Monday, August 09, 2010

BOBBY HEBB : SUNSET FOR THE "SUNNY" SINGER


Bobby Hebb was a one-hit wonder, and like so many of these guys, after making a splash, he spent a few years floating around aimlessly before sinking to the bottom, dismissed as merely a "fluke." There was a 35 year drought (1970-2005) where the Hebb-cat wasn't on black vinyl at all, with only the "Sunny" side up and available on compilations. "Sunny" was also his ticket to various memorabilia shows and oldies festivals where all he had to do was sing his hit and hope the fee covered a little more than just the travel expenses and hotel.

Every obit on Bobby Hebb steals the basics from the same sources, so you probably know his parents were blind, he and his Nashville-born brother Harold formed a tap-dancing act, and that when they went their separate ways, Bobby turned up in Roy Acuff's band while his brother joined The Prisonaires…made up of other jail birds. Harold did get out of prison and into a real group, The Marigolds, but was never far from danger. And so it was, that in 1963, (coincidentally a day after the JFK assassination, and also Boris Karloff's birthday), he ended up knifed to death, but not before firing a fatal shot into the guy who'd mortally wounded him.

Bobby had begun his recording career by then, replacing Mickey Baker (in "Mickey and Sylvia" of "Love is Strange" fame). As "Bobby and Sylvia," they recorded what is now regarded as a cult item, the cringeworthy "You Broke My Heart and I Broke Your Jaw," which has the same cheery feel as Dave Clark 5's "I Like it Like That." This was the era of the Spector-produced Crystals tune"He hit me, and it felt like a kiss," music by Carole King, lyrics by Gerry Goffin. Even so, the soulful duo are alarmingly garrulous as they swap barbs and seem to suggest that in the ghetto, violence is no big deal. Back then, Bobby's song was a mere Hebbaroid on the giant butt of indie R&B singles. Now the single on Bill Grauer's Battle label, can fetch some decent bucks on eBay. Grauer did a lot better back then with full-sized jazz albums via his main company, Riverside.

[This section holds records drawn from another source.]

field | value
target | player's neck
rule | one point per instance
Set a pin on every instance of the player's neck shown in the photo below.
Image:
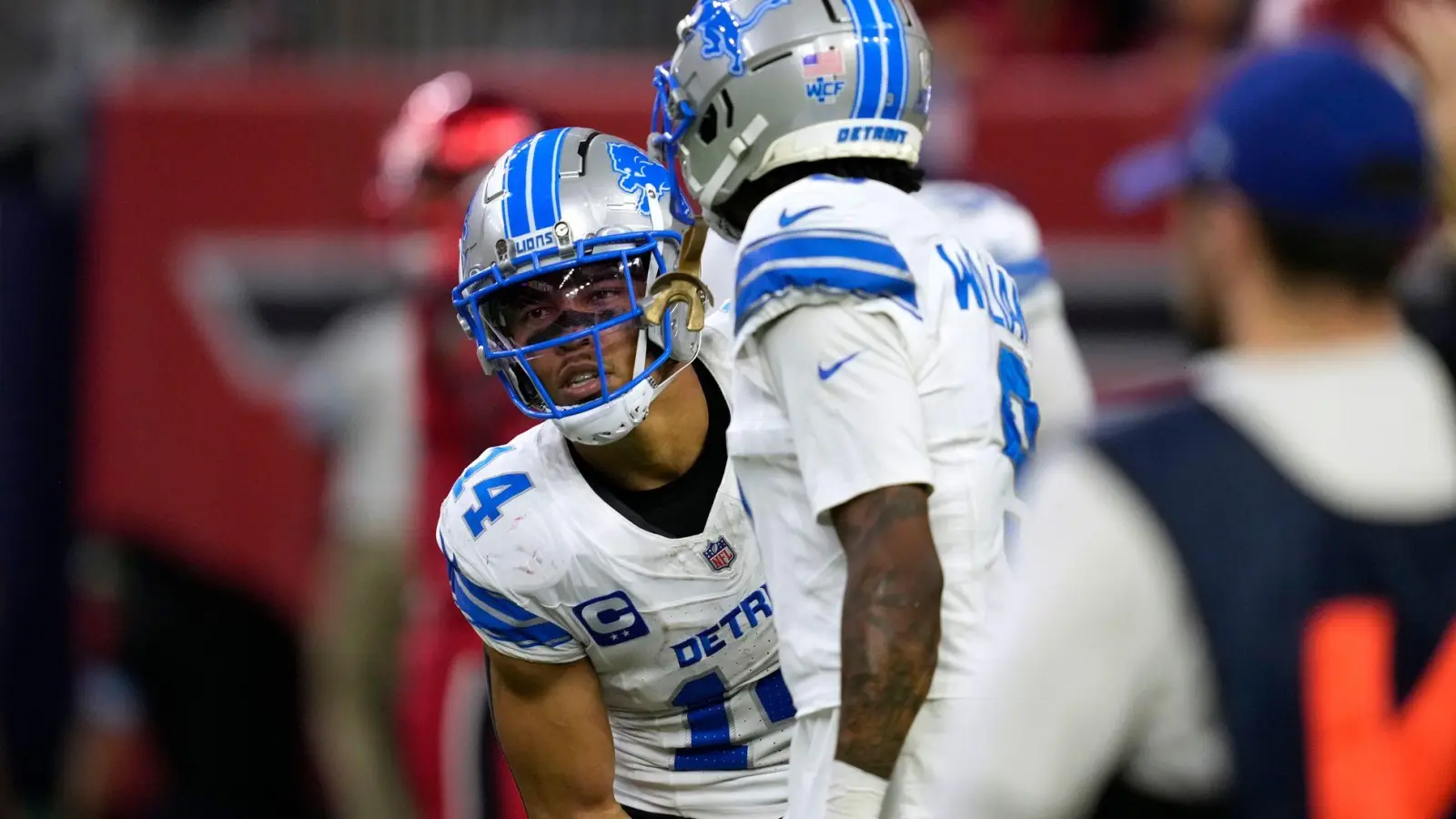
(664, 445)
(1283, 319)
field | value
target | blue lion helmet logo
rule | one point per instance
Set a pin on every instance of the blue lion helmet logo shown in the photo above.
(637, 174)
(721, 29)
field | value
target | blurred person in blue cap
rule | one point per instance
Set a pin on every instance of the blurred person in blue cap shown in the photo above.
(1241, 603)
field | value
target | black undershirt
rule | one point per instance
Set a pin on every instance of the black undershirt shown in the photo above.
(681, 508)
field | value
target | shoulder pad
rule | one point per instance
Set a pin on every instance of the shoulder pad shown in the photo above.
(798, 252)
(497, 521)
(992, 219)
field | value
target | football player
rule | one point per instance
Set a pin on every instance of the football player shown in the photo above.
(604, 555)
(992, 219)
(433, 157)
(881, 385)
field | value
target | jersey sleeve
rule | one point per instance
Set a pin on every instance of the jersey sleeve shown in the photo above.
(810, 245)
(846, 379)
(510, 622)
(980, 216)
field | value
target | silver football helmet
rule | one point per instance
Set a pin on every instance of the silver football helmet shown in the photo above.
(756, 85)
(565, 242)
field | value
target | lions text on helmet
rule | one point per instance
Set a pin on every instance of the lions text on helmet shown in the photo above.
(564, 238)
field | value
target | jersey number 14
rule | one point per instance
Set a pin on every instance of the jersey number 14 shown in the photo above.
(710, 723)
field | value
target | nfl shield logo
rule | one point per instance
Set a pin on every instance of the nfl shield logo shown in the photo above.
(720, 554)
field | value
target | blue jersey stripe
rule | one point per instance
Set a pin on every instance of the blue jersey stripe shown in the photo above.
(810, 247)
(897, 60)
(502, 605)
(545, 177)
(827, 278)
(517, 210)
(526, 634)
(1028, 273)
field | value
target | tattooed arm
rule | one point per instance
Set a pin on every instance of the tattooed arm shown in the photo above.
(890, 630)
(849, 383)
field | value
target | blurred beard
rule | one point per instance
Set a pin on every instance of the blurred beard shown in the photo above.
(1201, 329)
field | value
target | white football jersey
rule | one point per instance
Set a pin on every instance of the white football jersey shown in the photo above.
(992, 219)
(931, 387)
(681, 632)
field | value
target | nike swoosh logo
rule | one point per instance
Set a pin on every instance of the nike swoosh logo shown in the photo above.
(829, 372)
(785, 219)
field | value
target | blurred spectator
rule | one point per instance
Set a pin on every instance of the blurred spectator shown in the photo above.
(1427, 29)
(351, 392)
(446, 137)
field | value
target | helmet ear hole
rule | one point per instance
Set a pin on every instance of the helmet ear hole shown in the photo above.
(708, 124)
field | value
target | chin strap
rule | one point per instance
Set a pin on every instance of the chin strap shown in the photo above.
(683, 286)
(673, 293)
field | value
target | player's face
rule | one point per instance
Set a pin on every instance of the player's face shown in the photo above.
(1198, 302)
(561, 303)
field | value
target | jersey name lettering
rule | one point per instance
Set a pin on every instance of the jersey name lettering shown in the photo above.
(742, 620)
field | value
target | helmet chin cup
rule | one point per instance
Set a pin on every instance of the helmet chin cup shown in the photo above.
(611, 421)
(677, 303)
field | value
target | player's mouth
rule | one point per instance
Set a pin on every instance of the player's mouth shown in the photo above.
(580, 383)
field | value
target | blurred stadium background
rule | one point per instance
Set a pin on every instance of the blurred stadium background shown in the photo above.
(204, 332)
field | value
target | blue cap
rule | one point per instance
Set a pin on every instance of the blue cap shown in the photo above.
(1310, 133)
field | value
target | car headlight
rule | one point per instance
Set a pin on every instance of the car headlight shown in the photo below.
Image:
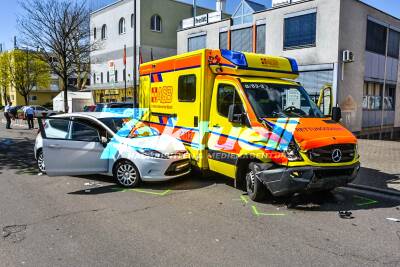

In 1966, Hebb's melding of R&B, Nashville and pop, yielded a smash hit with "Sunny." Though it was covered by every annoying finger-snapping singer hitting the TV variety shows of the day, he managed to lay down the definitive version. He just couldn't lay down another hit single to cement his identity with the music-loving public. "A Satisfied Mind" was modestly successful in 1966, and a Hebb-penned song "A Natural Man" was a hit for Lou Rawls in 1971, a year after Hebb's album career sputtered to a seeming end with "Love Games" on Epic. In 2005, the indie label Tuition offered a new album which was aimed mostly at Hebb's following in Japan, where he often toured. He's still best loved for "Sunny," which is, even if you want to dismiss it as mawkish pop, quite an achievement as a piece that melds various music styles together, and in it's major and minor key chorus and verse, captures notes of both blues pessimism and pop optimism.

You get a half-dozen Heb-caps here, five cuts from the tail end of his prime in 1970 (This Bird Has Flown, I've Learned to Love, Grin and Bear It, I'll Be Anything and Good Morning World) and a halfway decent copy of the obscure "You Broke My Heart and I Broke Your Jaw."